Dog Charmer: Tackle time

When your four-legged ramps up playtime with your two-leggeds. 

A dog may become a bit aggressive when joining the active, loud play of children outdoors. —Courtesy Komron Ostovar

Dear Dog Charmer:

We have a 1-year-old, 65-pound rescue (mostly shepherd/Lab, based on DNA analysis) and two active, 12-year-old kids. The dog is very playful the majority of the time when running around with the kids in the backyard, but there are occasions when he seems to get into an aggressive “mood” (usually when the kids get loud). This mood results in the dog nipping at the kids’ ankles and at times trying to tackle them. This leads to the kids screaming louder and results in a vicious cycle. What would you suggest we do to change this behaviour?

Sincerely, Komron

Dear Komron, 

First, on behalf of the dog you saved, let me thank you for being a dog rescuer. The unwanted behavior you describe is not uncommon in young dogs. Interestingly, your dog (let’s call him “Tackle”) is about the same age (in dog years) as your kids, but, needless to say, he’s going to mature a lot quicker than your children. As your kids enter their teens at age 13, Tackle will be a young adult in another year. There’s no domestic animal that reads the body language and emotions of humans better than dogs, and the louder and wilder kids play, the crazier and rougher most dogs will get in their play.

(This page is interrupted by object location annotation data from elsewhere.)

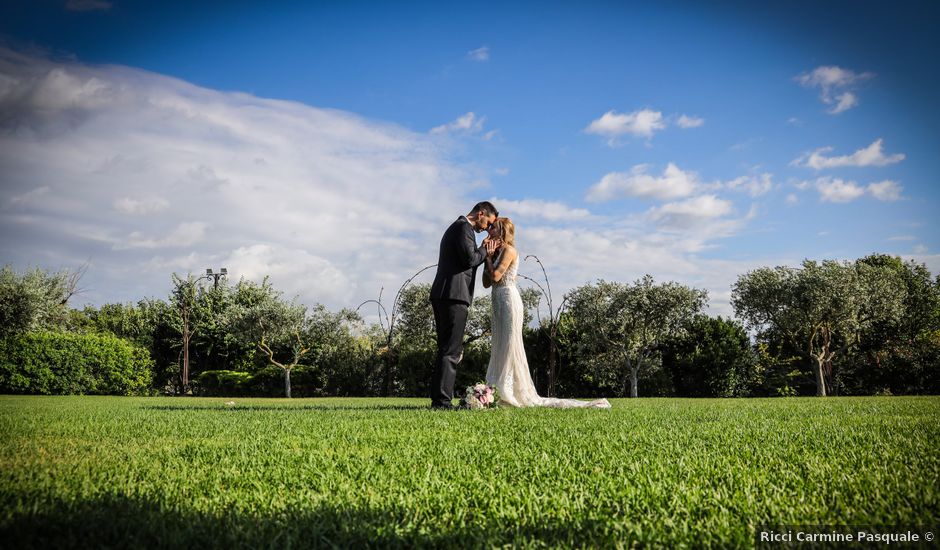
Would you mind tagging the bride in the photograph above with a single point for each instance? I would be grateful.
(508, 370)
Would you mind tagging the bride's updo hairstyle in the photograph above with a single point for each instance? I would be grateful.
(508, 230)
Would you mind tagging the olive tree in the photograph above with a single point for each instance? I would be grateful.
(36, 298)
(624, 324)
(278, 328)
(821, 307)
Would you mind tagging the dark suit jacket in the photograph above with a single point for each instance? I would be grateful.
(457, 263)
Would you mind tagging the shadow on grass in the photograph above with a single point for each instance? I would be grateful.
(237, 407)
(122, 522)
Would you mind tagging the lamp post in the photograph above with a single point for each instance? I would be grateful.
(222, 273)
(185, 313)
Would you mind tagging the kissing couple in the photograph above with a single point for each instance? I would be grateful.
(451, 295)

So, the two-legged preteens need to be carrying dog treats when they’re in the yard, and when things start to get out of hand, it’s time to redirect Tackle, using the treats. It can be as simple as the kids standing 50 feet apart and calling Tackle to come back and forth, and having him sit when he arrives to earn the treat. It will also work toward conditioning him to come when called and sitting politely upon arrival. 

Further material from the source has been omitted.